Lake levels naturally rise and fall each year due to weather-related precipitation and evaporation, groundwater flow effects, and spring inflows and outflows. This is normal as natural lakes are never fixed pools. We are fortunate that the Fishtrap Dam and our very large watershed area combine to deliver a relatively stable range of lake levels, technically referred to as the "pool level." The lowest level of the dam weir is fixed at 8.4 inches below 1638.50 feet elevation. The by-pass structure with the upper stop-log in place is at a similar level. Historical observations have not seen the weir dry or a lack of flow in the bypass, even during the extremely low precipitation period in late September, 2012. This would indicate that our lake pool elevation is seldom, if ever, more than 8 inches below 1638.50 feet elevation.
The bypass structure was used to lower the pool below the weir elevation during late 2004 so that repairs could be made to the concrete weir, and again in late 2006 for repairs of the spillway caused by erosion. It is not known how far the pool was drawn down, but lake levels during these repair periods are likely to have been the lowest in recent memory. Coincidentally, this is about the time that Fishtrap Lake experienced the explosive growth of the southern naiad aquatic plant. Water levels returned to normal by spring 2005 and 2007.

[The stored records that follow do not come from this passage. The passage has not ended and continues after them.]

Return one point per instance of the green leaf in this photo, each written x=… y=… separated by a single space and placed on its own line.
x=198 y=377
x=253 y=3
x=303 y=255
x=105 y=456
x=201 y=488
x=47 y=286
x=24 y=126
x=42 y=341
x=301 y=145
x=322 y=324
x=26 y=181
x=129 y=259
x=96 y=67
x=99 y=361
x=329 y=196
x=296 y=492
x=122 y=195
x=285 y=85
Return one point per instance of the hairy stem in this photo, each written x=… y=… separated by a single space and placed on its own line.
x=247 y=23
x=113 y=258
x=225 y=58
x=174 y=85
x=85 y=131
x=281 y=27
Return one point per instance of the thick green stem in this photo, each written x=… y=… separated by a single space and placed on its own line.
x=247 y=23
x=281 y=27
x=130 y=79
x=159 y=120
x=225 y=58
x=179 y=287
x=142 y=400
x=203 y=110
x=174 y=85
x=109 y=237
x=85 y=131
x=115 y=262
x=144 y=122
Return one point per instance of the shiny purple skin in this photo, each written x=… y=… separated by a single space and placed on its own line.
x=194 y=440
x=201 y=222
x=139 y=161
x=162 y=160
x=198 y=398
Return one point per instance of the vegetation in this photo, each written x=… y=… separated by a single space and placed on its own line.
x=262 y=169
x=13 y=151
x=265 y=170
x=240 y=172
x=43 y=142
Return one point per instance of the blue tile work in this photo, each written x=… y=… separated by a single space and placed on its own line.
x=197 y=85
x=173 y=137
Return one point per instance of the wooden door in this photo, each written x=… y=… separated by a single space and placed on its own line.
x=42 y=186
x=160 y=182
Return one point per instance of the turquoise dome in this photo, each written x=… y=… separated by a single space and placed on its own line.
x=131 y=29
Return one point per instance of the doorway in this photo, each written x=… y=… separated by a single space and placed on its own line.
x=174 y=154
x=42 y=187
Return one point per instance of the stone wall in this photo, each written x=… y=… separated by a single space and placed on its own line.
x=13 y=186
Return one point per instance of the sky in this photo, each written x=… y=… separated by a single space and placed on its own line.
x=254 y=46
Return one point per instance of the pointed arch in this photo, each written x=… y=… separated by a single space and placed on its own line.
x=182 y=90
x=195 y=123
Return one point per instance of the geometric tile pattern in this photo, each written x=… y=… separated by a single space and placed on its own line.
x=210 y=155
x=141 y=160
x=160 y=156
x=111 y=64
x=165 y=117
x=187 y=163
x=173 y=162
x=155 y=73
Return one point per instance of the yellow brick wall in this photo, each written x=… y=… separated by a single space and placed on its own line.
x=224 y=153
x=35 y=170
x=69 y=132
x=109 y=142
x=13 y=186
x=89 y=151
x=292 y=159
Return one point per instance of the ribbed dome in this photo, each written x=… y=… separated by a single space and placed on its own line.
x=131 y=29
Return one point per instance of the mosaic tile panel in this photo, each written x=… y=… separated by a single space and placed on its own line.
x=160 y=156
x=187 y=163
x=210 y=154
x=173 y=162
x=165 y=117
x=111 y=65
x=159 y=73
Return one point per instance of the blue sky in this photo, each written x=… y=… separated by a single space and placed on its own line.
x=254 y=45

As noted above, the bypass structure contains removable stop-logs which can be used to manipulate or manage the pool water level. A plan was developed to use the stop-logs to lower water levels during the winter months to minimize ice damage, but there are no notes in the dam file to indicate that the plan was ever implemented.

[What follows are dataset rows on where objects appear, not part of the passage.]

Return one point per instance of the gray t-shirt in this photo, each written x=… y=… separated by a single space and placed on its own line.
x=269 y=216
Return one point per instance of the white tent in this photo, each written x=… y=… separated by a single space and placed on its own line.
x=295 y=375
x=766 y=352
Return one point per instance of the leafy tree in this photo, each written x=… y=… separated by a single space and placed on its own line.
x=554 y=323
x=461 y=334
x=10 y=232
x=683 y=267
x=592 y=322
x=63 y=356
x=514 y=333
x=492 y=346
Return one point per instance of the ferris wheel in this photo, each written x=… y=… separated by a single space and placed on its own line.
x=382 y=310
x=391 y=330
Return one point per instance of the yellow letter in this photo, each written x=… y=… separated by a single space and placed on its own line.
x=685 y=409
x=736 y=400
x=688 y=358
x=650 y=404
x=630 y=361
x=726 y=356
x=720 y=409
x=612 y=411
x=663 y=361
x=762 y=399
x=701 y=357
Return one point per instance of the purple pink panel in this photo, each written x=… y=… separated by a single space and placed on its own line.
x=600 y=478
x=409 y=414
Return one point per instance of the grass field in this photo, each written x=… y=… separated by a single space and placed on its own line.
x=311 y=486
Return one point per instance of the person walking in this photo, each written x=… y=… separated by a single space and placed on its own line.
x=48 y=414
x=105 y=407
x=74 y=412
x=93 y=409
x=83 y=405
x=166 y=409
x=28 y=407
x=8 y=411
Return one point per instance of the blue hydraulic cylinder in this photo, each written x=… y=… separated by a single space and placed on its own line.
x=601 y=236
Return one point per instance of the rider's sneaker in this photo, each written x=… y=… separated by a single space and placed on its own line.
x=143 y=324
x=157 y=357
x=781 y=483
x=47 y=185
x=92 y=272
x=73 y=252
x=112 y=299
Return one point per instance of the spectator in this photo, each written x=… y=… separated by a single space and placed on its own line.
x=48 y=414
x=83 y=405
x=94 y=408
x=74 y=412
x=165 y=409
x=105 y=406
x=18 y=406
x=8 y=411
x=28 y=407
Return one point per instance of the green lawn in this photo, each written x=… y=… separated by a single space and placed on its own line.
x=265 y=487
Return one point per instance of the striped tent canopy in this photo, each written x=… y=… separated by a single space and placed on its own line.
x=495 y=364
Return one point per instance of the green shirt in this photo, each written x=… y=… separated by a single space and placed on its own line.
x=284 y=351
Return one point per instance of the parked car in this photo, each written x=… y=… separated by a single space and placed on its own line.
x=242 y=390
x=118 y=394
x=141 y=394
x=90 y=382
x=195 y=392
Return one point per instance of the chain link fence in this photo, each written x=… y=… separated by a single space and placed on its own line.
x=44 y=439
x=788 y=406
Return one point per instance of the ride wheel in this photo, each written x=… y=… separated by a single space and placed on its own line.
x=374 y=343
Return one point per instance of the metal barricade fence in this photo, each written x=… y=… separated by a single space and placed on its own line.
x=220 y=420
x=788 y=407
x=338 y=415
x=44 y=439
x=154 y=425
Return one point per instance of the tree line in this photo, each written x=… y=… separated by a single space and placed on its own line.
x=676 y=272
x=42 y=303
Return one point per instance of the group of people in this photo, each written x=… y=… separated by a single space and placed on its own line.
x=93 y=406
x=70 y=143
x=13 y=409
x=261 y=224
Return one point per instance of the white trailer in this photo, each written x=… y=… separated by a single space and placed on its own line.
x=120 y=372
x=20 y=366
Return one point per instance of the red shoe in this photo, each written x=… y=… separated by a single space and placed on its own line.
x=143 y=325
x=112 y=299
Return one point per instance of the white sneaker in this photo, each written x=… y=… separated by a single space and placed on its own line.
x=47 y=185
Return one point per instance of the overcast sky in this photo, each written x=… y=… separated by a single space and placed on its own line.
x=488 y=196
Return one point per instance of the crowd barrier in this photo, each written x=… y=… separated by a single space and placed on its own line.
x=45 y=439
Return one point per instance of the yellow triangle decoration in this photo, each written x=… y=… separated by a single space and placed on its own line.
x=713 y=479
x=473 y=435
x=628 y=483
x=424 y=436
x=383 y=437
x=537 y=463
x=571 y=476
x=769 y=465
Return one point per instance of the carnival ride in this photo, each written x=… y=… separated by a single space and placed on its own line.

Using the data above, it appears that our maximum range for lake level fluctuation would be around twelve inches from low to high. Low water would be 8.4 inches below 1638.50 feet elevation, and high water about 3 inches above such mark although the level reached 5.5 inches above during the very wet spring of 2014. Beginning in 2013, members of the High-Fishtrap-Rush Lakes Association (HFRLA) initiated a program to regularly monitor water levels at the dam in addition to conducting rudimentary inspections of conditions in and around the dam area. Those findings are communicated to WIDNR officials who take appropriate management actions as necessary. Lake levels have been maintained much more consistently at, or slightly above, 1638.50 feet since this monitoring program began.